Dalam unggahan media sosialnya, Trump menyatakan bahwa pada 20 Januari, hari pertama ia menjabat, ia akan menandatangani dokumen yang diperlukan untuk mengenakan tarif 25 persen pada semua produk yang masuk dari Meksiko dan Kanada ke AS. Tarif tersebut, katanya, akan berlaku hingga masalah narkoba, khususnya fentanil, dan imigrasi ilegal dihentikan.

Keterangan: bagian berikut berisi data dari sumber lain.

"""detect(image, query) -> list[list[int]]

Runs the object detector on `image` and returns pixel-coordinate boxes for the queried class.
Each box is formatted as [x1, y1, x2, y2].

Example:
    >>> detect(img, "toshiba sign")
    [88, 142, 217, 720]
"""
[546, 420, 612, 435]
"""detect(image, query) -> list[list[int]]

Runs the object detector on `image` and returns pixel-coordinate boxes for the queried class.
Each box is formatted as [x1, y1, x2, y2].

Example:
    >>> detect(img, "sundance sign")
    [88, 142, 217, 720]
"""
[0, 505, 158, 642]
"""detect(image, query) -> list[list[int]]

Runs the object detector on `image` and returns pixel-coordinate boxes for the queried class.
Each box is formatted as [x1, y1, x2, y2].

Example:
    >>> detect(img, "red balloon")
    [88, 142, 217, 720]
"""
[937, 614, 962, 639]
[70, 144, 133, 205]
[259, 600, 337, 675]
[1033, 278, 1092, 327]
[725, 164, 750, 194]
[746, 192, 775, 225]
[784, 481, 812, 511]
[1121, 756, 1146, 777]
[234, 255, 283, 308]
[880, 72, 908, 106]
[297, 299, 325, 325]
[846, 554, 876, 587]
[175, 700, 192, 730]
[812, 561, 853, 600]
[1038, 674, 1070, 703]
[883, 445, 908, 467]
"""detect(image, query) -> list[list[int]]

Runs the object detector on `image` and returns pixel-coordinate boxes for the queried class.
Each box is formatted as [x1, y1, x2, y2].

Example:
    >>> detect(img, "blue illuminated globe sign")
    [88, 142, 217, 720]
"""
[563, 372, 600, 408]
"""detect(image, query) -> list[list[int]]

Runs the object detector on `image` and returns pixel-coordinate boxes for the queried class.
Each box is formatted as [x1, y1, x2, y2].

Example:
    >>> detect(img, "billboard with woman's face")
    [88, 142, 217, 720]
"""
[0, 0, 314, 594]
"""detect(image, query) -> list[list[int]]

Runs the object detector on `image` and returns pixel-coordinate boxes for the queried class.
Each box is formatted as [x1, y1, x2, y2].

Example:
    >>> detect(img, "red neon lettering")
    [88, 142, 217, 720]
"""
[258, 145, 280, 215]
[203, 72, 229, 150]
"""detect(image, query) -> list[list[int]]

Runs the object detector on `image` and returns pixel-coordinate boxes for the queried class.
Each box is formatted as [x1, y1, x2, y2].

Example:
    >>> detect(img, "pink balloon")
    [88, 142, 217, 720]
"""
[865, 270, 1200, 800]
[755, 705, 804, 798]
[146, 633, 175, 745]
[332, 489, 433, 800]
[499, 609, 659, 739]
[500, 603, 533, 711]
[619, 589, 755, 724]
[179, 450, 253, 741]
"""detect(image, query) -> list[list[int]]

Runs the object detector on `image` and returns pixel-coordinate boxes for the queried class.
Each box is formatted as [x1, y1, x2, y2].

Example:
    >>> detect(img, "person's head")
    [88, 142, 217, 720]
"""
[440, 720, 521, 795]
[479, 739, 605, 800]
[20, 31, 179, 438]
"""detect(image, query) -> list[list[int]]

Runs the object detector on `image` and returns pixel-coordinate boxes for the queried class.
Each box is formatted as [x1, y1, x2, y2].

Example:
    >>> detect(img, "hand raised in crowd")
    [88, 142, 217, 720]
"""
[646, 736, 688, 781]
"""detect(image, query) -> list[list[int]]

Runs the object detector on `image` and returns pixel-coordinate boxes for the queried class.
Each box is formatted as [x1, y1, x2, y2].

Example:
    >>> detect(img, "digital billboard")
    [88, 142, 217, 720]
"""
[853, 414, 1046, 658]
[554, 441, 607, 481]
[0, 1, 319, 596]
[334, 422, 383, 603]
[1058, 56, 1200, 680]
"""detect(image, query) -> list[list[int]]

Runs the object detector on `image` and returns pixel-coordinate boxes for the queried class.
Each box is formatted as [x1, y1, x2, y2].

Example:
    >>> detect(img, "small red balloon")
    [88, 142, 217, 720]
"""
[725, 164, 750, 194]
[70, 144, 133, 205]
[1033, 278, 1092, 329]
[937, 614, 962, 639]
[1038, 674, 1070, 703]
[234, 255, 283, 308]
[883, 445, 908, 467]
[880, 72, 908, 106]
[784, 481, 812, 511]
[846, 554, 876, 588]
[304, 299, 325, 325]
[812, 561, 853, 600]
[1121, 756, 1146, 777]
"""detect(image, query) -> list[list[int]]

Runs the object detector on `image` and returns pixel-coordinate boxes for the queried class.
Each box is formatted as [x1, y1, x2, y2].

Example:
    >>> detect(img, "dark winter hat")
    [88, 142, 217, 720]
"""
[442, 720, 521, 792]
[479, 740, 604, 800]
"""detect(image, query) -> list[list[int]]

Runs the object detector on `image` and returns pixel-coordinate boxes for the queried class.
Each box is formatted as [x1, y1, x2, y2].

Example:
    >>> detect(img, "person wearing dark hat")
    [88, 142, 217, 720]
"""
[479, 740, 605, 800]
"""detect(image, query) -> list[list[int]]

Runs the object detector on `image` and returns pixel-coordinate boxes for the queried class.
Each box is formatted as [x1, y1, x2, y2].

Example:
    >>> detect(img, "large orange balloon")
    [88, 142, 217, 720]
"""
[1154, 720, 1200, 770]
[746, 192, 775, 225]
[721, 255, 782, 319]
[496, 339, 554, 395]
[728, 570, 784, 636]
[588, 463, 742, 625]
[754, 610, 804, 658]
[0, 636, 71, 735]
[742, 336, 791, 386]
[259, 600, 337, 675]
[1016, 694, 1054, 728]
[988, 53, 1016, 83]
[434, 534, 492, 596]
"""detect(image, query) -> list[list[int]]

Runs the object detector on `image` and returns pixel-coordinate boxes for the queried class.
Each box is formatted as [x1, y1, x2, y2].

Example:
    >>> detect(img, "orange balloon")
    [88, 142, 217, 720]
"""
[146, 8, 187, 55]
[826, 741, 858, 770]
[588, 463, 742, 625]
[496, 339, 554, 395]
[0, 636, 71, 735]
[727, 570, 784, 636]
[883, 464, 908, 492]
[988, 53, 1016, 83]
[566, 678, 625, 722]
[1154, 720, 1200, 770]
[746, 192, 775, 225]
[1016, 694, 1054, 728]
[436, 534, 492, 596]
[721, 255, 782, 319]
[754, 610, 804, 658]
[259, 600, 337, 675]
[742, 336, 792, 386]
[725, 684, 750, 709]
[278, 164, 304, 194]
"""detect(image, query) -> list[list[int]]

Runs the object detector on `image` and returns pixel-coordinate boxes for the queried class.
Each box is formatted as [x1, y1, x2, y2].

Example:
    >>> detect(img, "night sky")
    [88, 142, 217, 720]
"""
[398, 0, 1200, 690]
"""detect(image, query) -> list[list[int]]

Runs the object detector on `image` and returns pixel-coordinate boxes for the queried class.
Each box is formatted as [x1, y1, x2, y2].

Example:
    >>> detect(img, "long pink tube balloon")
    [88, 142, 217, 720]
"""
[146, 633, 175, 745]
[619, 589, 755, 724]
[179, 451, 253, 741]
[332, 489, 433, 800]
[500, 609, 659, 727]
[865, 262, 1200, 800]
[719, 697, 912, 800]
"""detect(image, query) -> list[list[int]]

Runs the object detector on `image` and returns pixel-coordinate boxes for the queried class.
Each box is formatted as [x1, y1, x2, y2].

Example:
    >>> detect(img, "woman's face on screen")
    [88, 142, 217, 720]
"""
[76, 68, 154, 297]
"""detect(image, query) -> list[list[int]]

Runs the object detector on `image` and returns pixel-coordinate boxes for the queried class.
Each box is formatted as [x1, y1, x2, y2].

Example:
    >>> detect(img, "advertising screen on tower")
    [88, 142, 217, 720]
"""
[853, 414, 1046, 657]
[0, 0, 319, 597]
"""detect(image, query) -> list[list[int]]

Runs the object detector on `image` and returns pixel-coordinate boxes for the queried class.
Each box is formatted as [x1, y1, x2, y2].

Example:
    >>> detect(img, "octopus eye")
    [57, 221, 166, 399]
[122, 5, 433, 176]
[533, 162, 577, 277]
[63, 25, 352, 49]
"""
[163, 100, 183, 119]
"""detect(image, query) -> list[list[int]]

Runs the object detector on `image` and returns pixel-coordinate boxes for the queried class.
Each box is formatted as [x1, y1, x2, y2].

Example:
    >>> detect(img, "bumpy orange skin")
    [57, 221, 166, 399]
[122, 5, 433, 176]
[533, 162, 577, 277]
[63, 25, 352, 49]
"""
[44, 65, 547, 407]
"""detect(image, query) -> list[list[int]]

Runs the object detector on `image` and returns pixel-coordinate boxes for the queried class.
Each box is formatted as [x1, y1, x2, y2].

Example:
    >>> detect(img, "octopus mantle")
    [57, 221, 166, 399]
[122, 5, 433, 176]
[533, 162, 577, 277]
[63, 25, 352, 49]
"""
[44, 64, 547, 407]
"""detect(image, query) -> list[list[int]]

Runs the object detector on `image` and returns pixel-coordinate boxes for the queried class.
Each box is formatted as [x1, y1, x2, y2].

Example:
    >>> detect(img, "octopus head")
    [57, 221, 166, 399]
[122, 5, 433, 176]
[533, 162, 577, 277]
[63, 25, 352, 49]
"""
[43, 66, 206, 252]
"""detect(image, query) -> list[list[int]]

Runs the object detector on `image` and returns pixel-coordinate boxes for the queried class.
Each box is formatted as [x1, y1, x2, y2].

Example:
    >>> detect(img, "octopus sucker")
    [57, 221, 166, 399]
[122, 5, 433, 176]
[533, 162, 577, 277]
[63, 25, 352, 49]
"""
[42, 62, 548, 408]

“Tarif ini akan tetap berlaku hingga narkoba, khususnya fentanil, dan semua imigran ilegal menghentikan invasi ke negara kita! Baik Meksiko maupun Kanada memiliki hak dan kekuasaan mutlak untuk dengan mudah menyelesaikan masalah ini,” tulis Trump.
Dalam postingan terpisah, Trump juga menargetkan China, mengatakan bahwa ia akan mengenakan tarif tambahan sebesar 10 persen pada impor dari negara tersebut, di luar tarif tambahan yang sudah ada. Trump menyebutkan bahwa meskipun China telah berjanji untuk menindak tegas para pengedar narkoba, khususnya fentanil, mereka tidak menindaklanjutinya dengan cukup serius, yang menyebabkan aliran narkoba ke AS terus berlanjut, sebagian besar melalui Meksiko.
“Perwakilan China mengatakan kepada saya bahwa mereka akan memberlakukan hukuman maksimum, yaitu hukuman mati, bagi setiap pengedar narkoba yang tertangkap. Namun, sayangnya, mereka tidak menindaklanjutinya, dan narkoba mengalir ke negara kita pada tingkat yang belum pernah terlihat sebelumnya,” tambah Trump.
Kanada, Meksiko, dan China adalah tiga mitra dagang terbesar AS, dengan total perdagangan mencapai 831,2 juta dolar (sekitar Rp13,2 triliun) menurut data dari Kantor Perwakilan Dagang AS. Selama masa jabatannya yang pertama, Trump telah menekan Meksiko dan Kanada untuk merundingkan kembali Perjanjian Perdagangan Bebas Amerika Utara (NAFTA), dan berhasil mengamankan kesepakatan yang direvisi dengan kedua negara tersebut.
Namun, belum jelas apakah mereka akan membuka kembali pembicaraan terkait perjanjian tersebut setelah kebijakan tarif baru ini diumumkan. Selain itu, perang dagang dengan China yang dimulai pada masa jabatan pertama Trump terus berlanjut hingga sekarang, dengan Presiden Joe Biden yang sebagian besar mempertahankan tarif-tarif yang diterapkan pada era Trump. Biden bahkan menambah tarif pada beberapa produk seperti kendaraan listrik dan panel surya pada bulan September lalu.